Exactly, in the former situation you obviously don't have a full expectation of privacy. But when you're paying a premium for an entire property, onerous rules and spying are uncalled for.
"Hotels" does not solve "I'd like to stay in an isolated cabin in the countryside", or various other things that are readily available on vacation rental sites.
(AirBnB has lots of other problems, but "hotels" alone are not a complete replacement for what it provides.)
Fair enough, hotels don't fully cover the entire AirBnB usecase, but cabin rentals and bed-and-breakfasts in the country have been around forever, too.
My point is, commercial rentals exist because of the problems AirBnB are having. They're trying to "disrupt" the industry by not providing the protections and safeguards to save money, and basically running into all of the problems that led to the commercial rental industry in the first place.
Their innovation is collecting a fee while pushing the dirty work off to unsophisticated 3rd party property owners.
I think the punishment needs to continue to flow uphill, and start hitting AirBnB directly. If I run an operation that continuously provides safe harbor to people knowingly and willfully breaking the rules, I get in trouble.
It could be "solved" in some way by requiring surety bonds to be provided to the city for each rental; bonds that could be seized if malfeasance was proven (now given that it is a physical property, that can also be seized).
I suspect that AirBNB (like Uber) will eventually split into various affiliated but somewhat isolated entities, primarily to avoid liabilities.
Or just by banning these unlicensed rentals and treating them with the same qualifications, zoning, inspections, etc. as every other hospitality business.

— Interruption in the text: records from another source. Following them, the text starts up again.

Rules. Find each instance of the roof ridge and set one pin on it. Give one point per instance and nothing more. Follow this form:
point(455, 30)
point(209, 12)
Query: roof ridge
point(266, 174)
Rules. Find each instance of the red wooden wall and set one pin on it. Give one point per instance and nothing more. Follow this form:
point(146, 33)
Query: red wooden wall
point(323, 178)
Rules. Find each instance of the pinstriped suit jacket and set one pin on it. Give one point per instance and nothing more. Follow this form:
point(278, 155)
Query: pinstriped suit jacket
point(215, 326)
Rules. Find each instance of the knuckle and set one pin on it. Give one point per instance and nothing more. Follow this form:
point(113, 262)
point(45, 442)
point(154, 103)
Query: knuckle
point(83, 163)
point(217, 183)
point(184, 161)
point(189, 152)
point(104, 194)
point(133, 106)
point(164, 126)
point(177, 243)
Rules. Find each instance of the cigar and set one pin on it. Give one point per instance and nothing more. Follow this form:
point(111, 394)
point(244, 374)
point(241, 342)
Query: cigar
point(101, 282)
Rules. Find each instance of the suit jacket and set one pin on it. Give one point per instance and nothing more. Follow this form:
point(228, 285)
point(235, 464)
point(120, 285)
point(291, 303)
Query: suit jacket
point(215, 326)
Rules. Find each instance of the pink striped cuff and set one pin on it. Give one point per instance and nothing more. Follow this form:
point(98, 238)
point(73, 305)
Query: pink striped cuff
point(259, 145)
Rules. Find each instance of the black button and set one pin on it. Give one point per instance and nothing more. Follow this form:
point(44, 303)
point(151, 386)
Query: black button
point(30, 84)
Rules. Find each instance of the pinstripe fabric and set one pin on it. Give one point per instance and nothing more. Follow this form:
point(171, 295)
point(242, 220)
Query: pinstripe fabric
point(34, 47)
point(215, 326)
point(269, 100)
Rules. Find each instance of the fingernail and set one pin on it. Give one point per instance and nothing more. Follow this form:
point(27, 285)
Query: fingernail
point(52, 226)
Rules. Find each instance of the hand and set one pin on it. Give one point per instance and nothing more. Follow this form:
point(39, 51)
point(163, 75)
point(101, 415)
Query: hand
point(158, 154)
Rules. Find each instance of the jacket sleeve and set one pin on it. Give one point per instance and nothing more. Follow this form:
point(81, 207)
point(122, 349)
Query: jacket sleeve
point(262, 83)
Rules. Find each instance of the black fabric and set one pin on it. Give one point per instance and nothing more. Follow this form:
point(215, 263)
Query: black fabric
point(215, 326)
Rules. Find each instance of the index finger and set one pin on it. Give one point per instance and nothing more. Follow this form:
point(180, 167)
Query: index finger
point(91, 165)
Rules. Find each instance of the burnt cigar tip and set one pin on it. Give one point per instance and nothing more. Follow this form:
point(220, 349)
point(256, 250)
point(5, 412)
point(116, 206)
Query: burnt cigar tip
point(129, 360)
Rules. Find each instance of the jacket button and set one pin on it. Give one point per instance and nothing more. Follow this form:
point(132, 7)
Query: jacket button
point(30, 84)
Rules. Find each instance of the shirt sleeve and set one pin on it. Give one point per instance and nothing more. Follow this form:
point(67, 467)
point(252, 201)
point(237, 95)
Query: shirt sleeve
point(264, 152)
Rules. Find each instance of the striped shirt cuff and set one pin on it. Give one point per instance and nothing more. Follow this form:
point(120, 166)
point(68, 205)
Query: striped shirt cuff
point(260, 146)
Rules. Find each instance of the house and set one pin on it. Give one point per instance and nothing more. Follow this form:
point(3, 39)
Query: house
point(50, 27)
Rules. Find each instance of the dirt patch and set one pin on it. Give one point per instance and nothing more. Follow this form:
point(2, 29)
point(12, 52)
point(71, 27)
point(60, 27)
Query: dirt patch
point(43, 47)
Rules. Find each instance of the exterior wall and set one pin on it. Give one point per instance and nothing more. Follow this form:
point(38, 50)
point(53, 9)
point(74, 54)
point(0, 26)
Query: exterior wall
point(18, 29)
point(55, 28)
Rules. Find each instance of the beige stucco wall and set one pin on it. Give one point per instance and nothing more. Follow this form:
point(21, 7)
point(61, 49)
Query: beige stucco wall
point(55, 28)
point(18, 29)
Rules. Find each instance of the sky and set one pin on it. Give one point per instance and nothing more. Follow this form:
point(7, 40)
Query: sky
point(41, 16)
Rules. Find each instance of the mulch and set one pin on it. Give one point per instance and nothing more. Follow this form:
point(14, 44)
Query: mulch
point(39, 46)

I've had plenty of complaints in the past about terrible airbnb hosts, but this seems to me to be clearly motivated to bring more money into AirBNB at the expense of the hosts and neighbors. Just like Paypal made conscious decisions to ignore customer fraud and hold sellers liable for everything, now AirBNB is trying to squeeze more out of the hosts by supporting and enabling bad behavior by guests, removing options for hosts to control or respond to terrible customers. I stopped using AirBNB several years ago, but then I noticed that hotels have copied AirBNB's shitty policies, like the price doubling on the last page due to unexpected fees. They're enshitifying the whole hospitality industry.
Signed on just to say, like that Figma post garbage quickly moving off the main page... Forget AirBnB- These businesses lacked justification to begin with and followed the selfish whims of their boards. Abandon these paid dog food products and go out and build/support open replacements for them.
Back to the topic - removing listings isn’t a sufficient enough punishment imho. And how would you even prove it from the guests side? Take a picture I suppose? But how do you stop bad actors?
Not sure what the correct solution is. Someone who wants to spy can purchase a spy camera which is very abundant these days.